In recent months, the Interior Department’s Bureau of Ocean Energy Management signaled that this could change. As we reported in April, the agency's head, Michael Bromwich, said that the limited oversight of contractors made “absolutely no sense." He suggested that the agency could move to bring major offshore oil contractors—like Transocean and Halliburton—under the agency’s enforcement reach and impose penalties if warranted.
But the Republican-led House Appropriations committee is having nothing of it.
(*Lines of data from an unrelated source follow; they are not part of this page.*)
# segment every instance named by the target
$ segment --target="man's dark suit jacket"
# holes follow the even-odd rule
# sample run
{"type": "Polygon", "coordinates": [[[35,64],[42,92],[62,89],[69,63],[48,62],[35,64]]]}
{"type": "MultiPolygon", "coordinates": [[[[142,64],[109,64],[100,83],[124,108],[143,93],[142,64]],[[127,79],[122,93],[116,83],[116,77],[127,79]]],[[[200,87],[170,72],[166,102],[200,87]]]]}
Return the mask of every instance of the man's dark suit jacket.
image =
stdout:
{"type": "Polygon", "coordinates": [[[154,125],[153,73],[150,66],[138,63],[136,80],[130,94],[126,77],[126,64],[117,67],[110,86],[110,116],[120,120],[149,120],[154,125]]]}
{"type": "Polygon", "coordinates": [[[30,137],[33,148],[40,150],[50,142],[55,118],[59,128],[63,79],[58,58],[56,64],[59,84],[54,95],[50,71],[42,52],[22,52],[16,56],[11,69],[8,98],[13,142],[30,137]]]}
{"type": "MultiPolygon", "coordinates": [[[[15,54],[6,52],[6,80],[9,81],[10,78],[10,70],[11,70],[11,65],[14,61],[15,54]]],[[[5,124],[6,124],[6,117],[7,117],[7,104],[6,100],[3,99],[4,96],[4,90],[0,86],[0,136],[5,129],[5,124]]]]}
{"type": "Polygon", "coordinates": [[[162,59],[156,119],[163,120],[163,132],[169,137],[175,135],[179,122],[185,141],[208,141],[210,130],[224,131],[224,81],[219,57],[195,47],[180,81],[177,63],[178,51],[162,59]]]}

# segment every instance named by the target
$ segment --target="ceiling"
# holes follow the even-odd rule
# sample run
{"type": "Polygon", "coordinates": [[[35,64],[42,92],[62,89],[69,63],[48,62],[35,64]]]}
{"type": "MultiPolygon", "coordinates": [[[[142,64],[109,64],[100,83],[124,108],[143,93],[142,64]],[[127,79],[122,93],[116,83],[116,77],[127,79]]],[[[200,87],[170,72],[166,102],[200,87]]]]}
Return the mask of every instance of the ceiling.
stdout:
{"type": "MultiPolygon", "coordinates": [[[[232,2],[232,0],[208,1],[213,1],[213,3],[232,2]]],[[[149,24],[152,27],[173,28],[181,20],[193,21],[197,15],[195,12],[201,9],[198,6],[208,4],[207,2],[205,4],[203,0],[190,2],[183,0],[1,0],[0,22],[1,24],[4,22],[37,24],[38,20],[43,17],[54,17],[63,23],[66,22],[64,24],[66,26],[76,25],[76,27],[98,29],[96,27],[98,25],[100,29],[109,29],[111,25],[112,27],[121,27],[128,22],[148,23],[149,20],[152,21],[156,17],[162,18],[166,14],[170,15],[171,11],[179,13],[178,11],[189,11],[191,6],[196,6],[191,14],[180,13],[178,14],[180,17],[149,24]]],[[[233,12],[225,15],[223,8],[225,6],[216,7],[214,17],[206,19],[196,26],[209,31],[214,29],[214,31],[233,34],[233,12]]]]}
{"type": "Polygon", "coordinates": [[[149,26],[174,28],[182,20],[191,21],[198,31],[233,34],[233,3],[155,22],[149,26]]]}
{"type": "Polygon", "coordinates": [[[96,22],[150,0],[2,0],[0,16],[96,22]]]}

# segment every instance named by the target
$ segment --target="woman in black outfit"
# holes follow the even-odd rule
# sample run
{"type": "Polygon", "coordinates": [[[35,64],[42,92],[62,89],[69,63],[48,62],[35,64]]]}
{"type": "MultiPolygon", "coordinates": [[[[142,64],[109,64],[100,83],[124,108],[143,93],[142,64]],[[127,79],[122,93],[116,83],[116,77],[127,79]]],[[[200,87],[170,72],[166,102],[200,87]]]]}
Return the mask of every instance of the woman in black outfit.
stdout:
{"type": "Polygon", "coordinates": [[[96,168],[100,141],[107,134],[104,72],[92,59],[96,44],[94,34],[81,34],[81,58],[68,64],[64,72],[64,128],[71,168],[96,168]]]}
The committee passed a bill today that—in addition to stripping billions in funding from the Interior Department and the Environmental Protection Agency—seeks to limit the offshore drilling agency’s ability to oversee contractors.
Here’s the language from the committee’s report accompanying the bill, first noted by the Hill:
The Committee is concerned with the Bureau’s stated intentions for the expansion of regulatory authority over non-lease holders under the Outer Continental Shelf Lands Act (OCSLA). The authority and need for this action has not been explained or justified to the Committee, nor how this diversion of limited resources would impact the Bureau’s current mission and objectives identified in the fiscal year 2012 request. The agency is directed to use all the resources provided toward the regulatory efforts presented in the fiscal year 2012 request and that no funds be expended for other purposes until the agency has fully explained its authority, intentions and objectives to the Committee and the public.
The beleaguered drilling agency underwent a major overhaul after the spill. But there are still questions about whether its inspectors have been adequately trained and are knowledgeable enough to handle their existing responsibilities—let alone take on new ones.
With a potential 2012 budget cut on the horizon, prospects are looking even more doubtful for expanded authority. Nonetheless, the agency is still recruiting and hiring new inspectors and this week announced it would start using teams of inspectors—as opposed to individuals—to conduct safety reviews.